For five full months we breathed only fresh air. Straight outta the leaves and into our lungs. It got smoky occasionally, but you get the point. Now that we’re home, we’re all too eager to stay indoors with our hardwood floors and black-out drapes. In the woods, we absorbed all that fresh air, sat in the dirt, thought our thoughts, exhausted ourselves. We walked and walked and built up our bodies, just to beat them down as we continued to walk and walk. Now we sit. And we recline. We lay, feet propped up on couch arms or pillows. We take a stroll to the café and play short games of ping-pong in the yard, but our steps are limited. They are few. We are making up for all of the steps from this summer, over compensating our leisure to catch up.

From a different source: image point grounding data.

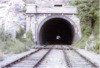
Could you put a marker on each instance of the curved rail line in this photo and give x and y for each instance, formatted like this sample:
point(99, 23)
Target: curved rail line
point(69, 54)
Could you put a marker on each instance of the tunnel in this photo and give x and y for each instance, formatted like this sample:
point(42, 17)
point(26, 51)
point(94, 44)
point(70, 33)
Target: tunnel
point(56, 31)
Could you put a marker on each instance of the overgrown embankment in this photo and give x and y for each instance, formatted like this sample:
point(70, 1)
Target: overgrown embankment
point(15, 45)
point(89, 14)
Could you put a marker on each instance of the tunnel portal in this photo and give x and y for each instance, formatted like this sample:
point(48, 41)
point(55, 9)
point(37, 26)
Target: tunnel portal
point(56, 31)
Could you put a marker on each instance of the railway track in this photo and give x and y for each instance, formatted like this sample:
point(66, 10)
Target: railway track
point(48, 56)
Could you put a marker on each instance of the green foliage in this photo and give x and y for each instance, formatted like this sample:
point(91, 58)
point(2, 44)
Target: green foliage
point(82, 42)
point(29, 35)
point(20, 31)
point(9, 45)
point(4, 35)
point(89, 12)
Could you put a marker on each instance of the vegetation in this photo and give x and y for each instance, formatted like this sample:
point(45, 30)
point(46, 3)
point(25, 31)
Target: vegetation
point(89, 16)
point(10, 45)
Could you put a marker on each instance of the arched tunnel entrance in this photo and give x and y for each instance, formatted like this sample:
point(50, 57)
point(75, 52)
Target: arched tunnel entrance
point(56, 31)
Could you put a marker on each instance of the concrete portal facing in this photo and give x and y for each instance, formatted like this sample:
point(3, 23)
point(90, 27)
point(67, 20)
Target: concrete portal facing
point(53, 26)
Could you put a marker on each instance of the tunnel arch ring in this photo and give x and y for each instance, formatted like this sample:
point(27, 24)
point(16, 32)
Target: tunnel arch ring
point(51, 17)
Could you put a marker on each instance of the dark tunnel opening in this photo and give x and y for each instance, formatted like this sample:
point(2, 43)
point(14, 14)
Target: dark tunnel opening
point(56, 31)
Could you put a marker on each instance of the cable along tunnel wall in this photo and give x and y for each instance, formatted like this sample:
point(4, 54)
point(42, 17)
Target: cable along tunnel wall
point(56, 30)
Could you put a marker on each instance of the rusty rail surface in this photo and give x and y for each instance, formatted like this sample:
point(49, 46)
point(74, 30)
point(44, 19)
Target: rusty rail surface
point(40, 61)
point(66, 58)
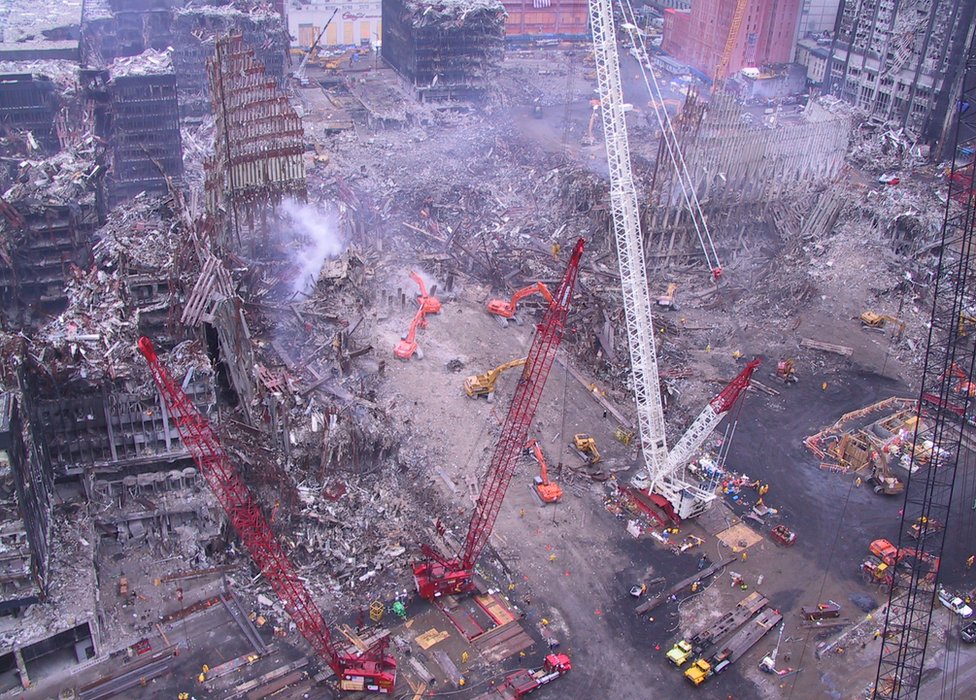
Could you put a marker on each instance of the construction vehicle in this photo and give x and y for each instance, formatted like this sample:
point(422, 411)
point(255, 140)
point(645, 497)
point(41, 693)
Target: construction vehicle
point(430, 304)
point(408, 347)
point(882, 481)
point(711, 635)
point(885, 551)
point(723, 63)
point(875, 321)
point(965, 388)
point(786, 371)
point(967, 322)
point(923, 527)
point(783, 535)
point(876, 571)
point(478, 385)
point(505, 310)
point(732, 650)
point(664, 476)
point(588, 139)
point(586, 447)
point(334, 63)
point(768, 663)
point(373, 669)
point(667, 299)
point(548, 491)
point(312, 51)
point(438, 575)
point(821, 611)
point(903, 558)
point(524, 681)
point(908, 628)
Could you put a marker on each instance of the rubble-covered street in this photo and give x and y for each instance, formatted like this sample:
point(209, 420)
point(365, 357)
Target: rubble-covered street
point(281, 328)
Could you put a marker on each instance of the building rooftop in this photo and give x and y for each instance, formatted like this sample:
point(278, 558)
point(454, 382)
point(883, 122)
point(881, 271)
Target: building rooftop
point(39, 28)
point(149, 62)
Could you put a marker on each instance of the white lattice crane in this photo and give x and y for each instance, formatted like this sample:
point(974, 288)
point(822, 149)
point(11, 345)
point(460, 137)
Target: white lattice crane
point(666, 476)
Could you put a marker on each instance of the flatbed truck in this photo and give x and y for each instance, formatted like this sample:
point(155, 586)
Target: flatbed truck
point(737, 645)
point(730, 621)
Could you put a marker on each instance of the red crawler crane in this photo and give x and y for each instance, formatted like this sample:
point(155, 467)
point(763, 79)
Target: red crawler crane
point(430, 304)
point(438, 575)
point(374, 670)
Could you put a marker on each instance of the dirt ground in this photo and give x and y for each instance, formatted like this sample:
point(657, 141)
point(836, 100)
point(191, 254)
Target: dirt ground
point(570, 566)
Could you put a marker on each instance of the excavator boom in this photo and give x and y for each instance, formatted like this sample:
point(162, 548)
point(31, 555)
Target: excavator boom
point(506, 309)
point(430, 304)
point(439, 576)
point(484, 384)
point(548, 491)
point(407, 347)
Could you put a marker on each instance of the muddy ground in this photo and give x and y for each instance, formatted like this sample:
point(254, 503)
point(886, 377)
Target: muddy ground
point(572, 564)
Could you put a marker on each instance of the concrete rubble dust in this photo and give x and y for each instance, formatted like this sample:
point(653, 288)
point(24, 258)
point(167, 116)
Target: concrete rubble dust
point(174, 180)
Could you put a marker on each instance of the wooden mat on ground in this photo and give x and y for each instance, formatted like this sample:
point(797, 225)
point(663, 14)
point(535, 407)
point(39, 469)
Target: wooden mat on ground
point(431, 637)
point(739, 536)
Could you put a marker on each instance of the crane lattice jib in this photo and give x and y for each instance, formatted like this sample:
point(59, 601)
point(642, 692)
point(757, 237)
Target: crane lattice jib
point(706, 422)
point(931, 476)
point(249, 523)
point(737, 16)
point(630, 247)
point(515, 430)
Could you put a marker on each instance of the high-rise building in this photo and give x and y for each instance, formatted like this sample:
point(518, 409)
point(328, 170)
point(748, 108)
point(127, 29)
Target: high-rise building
point(698, 37)
point(816, 17)
point(901, 61)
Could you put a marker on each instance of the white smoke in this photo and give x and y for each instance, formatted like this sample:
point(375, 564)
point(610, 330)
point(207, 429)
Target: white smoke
point(315, 236)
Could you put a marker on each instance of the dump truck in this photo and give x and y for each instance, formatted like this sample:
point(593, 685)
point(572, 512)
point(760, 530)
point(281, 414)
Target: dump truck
point(732, 650)
point(730, 621)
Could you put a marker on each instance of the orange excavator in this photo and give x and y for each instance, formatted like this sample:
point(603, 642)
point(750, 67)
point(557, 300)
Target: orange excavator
point(407, 347)
point(430, 304)
point(891, 556)
point(548, 491)
point(505, 310)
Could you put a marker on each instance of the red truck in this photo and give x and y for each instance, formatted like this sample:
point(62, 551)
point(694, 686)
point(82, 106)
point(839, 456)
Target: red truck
point(524, 681)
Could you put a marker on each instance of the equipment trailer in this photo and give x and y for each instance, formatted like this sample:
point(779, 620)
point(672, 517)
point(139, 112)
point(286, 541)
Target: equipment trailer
point(524, 681)
point(738, 644)
point(732, 620)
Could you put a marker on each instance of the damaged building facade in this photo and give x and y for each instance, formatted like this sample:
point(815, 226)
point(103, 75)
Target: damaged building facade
point(901, 62)
point(745, 173)
point(444, 50)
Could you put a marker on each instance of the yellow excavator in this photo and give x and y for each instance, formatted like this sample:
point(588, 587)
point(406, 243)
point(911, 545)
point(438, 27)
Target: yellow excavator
point(667, 299)
point(586, 446)
point(478, 385)
point(548, 491)
point(876, 321)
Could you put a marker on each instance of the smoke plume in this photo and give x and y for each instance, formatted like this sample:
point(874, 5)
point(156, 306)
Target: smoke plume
point(315, 236)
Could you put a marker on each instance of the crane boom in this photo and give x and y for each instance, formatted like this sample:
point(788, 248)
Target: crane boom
point(630, 248)
point(198, 436)
point(437, 575)
point(685, 498)
point(934, 471)
point(723, 63)
point(300, 73)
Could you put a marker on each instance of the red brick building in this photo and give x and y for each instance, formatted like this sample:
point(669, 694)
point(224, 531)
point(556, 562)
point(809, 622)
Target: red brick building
point(555, 18)
point(698, 37)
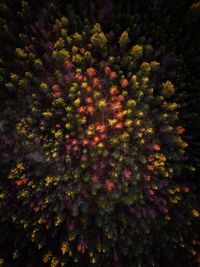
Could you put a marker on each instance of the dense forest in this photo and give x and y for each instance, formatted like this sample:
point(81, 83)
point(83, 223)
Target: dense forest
point(99, 133)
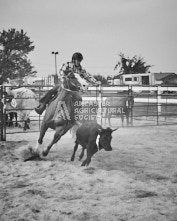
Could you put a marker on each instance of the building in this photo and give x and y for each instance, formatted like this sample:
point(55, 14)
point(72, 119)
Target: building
point(144, 78)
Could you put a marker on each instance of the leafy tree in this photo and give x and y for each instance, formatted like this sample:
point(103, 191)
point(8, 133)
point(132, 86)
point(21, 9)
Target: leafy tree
point(14, 49)
point(132, 65)
point(99, 77)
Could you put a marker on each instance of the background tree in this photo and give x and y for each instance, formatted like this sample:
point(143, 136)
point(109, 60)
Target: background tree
point(14, 49)
point(131, 65)
point(99, 77)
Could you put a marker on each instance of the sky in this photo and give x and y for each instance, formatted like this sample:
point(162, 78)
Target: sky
point(99, 29)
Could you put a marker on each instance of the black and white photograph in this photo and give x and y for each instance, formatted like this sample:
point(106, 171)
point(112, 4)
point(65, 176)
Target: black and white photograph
point(88, 110)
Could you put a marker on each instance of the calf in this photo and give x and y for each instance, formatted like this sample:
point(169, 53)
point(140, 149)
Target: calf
point(87, 135)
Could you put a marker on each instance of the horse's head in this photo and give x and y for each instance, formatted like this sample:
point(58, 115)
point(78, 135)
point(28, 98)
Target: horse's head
point(75, 82)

And we absorb. We absorb the technology, recharging when the batteries get low and blink urgent red. We absorb the movies and podcasts and books and tv shows, one after the other after the other. We cram our heads full of entertainment that we’ve missed while we were idling among the trees and the mountains. We scan the internet and read the comments. Before we were turtles; now we are sponges. We buy ridiculous things to fill our house with, because we don’t have to carry these items on our backs.
We “climbed the mountains and got their good tidings,” and now we binge watch Dexter. The mountains called and we went. Now friends call and we have dinner parties. I scatter vases of fresh cut flowers throughout the house, but they wither after a few days. I try to remember to water the garden that was planted in our absence, but this is a big responsibility.
Things were so simple then: walk, eat, sleep, repeat. Don’t forget to survive and to occasionally roar with laughter. Now we are back in the swing of it. Parties, concerts, movies, activities, phone calls, headlines, junk mail, rent checks, cable boxes, wifi, gas prices, vegetables, bike rides. Work? All of these forgotten routines, so easy to pick up where we left off.
“Some periods of our growth are so confusing that we don’t even recognize that growth is happening. We may feel hostile or angry or weepy and hysterical, or we may feel depressed. It would never occur to us, unless we stumbled on a book or a person who explained to us, that we were in fact in the process of change, of actually becoming larger, spiritually, than we were before.” —Alice Walker
The PCT is but a blurry memory that pulses occasionally from somewhere deep in the void. This thing that we did for so long that was all encompassing, that was our life. But this is our life. “How did we do that?” we marvel from the confines of our comfortable bed, contemplating the trail map that hangs crooked on our wall. The aches and pains and dirty feet and smelly socks are gone now. No more worrying about pole tips or insoles or water treatment.
I’m not complaining. Coming home has never felt so good. Rejoining society and all of its glory. Nurturing friends welcoming us back with open arms and home cooked meals. The red and gold couches beckoning to our weary bodies. Art and music, cars and motorcycles, keys and mailboxes. The scale is balanced: silence and noise.